He explained the reorganization in a separate letter to employees.

“While we have made great progress in improving speed in the last few years, we haven’t focused as much on improving efficiency,” he wrote. “We still spend far too much time syncing on slightly different strategies, which slows us down. And in a challenging economic environment, efficiency takes on greater importance. So, in an effort to drive more efficient control costs, and speed up decision-making, I have decided to restructure our organization. To start, we are fundamentally changing how we operate at the top.”

Alex Norström, chief freemium business officer, and Gustav Söderström, chief research and development officer, are being promoted to co-presidents of the company. Norström will now oversee content issues.

Ostroff has decided to leave, but will act as a senior advisor to help facilitate the transition.

In thanking Ostroff, Ek said that her efforts enabled Spotify to grow its podcast content by 40 times and drove innovation that helped it become the leading music and podcast service in many markets and drove new interest in the potential of its audio advertising. “Thanks to her work, Spotify was able to innovate on the ads format itself and more than double the revenue of our advertising business to €1.5 billion,” he wrote.

Ostroff's content push included signing Joe Rogan, Barack and Michelle Obama, and Harry and Meghan Markle to major deals.
She was also instrumental in acquisitions including The Ringer, Gimlet and Parcast.

Prior to joining Spotify in 2018, Ostroff led Condé Nast’s charge into video as president of its entertainment division, and prior to that was president of entertainment at The CW.

In last year's third quarter, Spotify reported €3.04 billion in revenue and a 20% increase in monthly active users, to 456 million.
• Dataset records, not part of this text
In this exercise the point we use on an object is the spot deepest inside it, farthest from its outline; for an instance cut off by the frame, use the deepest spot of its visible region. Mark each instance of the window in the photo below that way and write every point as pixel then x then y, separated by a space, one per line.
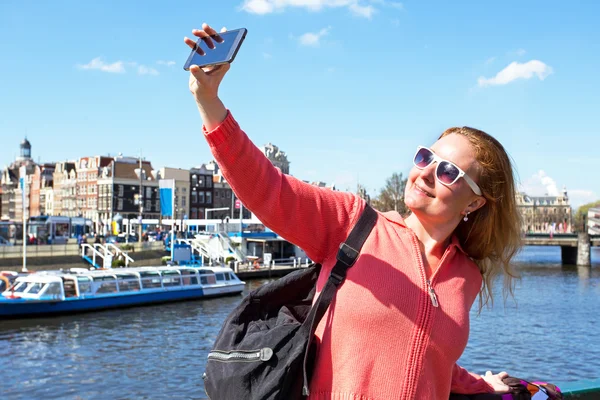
pixel 53 289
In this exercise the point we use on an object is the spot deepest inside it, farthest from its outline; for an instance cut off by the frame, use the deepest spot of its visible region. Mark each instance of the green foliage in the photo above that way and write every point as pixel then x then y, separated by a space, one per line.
pixel 391 197
pixel 581 213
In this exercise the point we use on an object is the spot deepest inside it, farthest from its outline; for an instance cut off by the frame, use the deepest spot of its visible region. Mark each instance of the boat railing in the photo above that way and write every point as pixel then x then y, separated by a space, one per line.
pixel 116 252
pixel 198 247
pixel 91 255
pixel 227 244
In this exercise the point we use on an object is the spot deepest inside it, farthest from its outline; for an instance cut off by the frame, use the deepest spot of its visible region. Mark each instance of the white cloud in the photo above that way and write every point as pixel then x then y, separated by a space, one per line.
pixel 116 68
pixel 313 39
pixel 357 7
pixel 362 11
pixel 143 70
pixel 119 67
pixel 540 184
pixel 516 71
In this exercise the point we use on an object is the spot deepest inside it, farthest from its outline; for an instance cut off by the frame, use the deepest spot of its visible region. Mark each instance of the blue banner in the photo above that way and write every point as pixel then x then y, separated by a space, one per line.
pixel 166 202
pixel 166 189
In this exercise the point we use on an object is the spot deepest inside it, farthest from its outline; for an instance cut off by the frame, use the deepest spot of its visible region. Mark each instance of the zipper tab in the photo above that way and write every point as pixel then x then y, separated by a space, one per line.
pixel 432 294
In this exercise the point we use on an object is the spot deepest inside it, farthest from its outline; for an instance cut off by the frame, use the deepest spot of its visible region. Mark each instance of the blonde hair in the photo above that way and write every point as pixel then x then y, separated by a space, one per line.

Premium subscriptions grew by 13%, to 195 million. At the time, Ek said that the economic downturn had not materially impacted the company, but that Spotify planned to be more “selective” about spending going forward.

The company is set to report fourth quarter results next week.

Spotify is the latest in a spate of tech giants to implement major layoffs in recent weeks and months, including 12,000 at Alphabet, 10,000 at Microsoft, 18,000 at Amazon, and 11,000 at Meta.